Ich denke, im Kern geht es darum, geduldig zu sein, weil man kurzfristig nicht leiden möchte/sollte, während man seine langfristigen Visionen und Ziele trotzdem im Auge behält.
Es ist auch eine Frage der Balance.
Was daran lächerlich ist?
Ist mein Problem überhaupt ein Problem?
Ja, offensichtlich ist es eines, weil sonst würde ich ja nicht darüber schreiben. Aber ist das nicht ein Ultra-Luxus-Problem der ersten Welt, der ersten Welt … ?
Ja, ist es.
Aber macht nichts. Es ist (m)ein Problem.
Problem ist Problem.
Ich habe meines, du hast deines.
Das ist ein Fakt. Herummeckern bringt nichts.
Bewusst machen.
Akzeptieren.
Und handeln!
Was mir bei der Balance hilft, ist der ganz persönliche Traum-24-Stunden-Tag.
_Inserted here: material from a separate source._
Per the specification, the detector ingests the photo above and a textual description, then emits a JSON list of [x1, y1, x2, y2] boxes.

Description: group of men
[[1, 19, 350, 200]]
Er dient als Kompass, wo man sich immer wieder orientieren kann. Das hilft definitiv.
Apropos definitiv: Was ich definitiv nicht möchte, ist, in einem “hedonistischen Hamsterrad” festzustecken, wie Psychologen es nennen. Nämlich alles für ein besseres Leben zu geben und ständig daran zu arbeiten, während man sich trotzdem nie besser fühlt.
"Disziplin der Disziplin" ist ein wertvolles Tool dafür.
Zu Beginn habe ich geschrieben, dass mich "Disziplin der Disziplin" beruhigt hat. Also, was hat mich denn nun konkret beruhigt?
Vor allem die Tatsache, dass es gewisse Dinge gibt, die über allem stehen; zB Schlaf oder Familie; wenn ich zu wenig schlafe, bin ich weniger leistungsfähig, schneller reizbar usw.; wenn ich mich nicht um meine Familie kümmere, dann stehe ich als alter Mann vielleicht allein da. Usw.
Ausnahmen sind selbstverständlich nicht das Problem. Flexibilität ist sogar wünschenswert.
Ein Problem ist es aber, wenn aus einer Ausnahme eine Gewohnheit wird.
Darum macht “Disziplin der Disziplin” Sinn.
Weil ich die Disziplin haben muss, über meine Disziplin zu urteilen.
Ich hoffe, ich konnte mich verständlich artikulieren!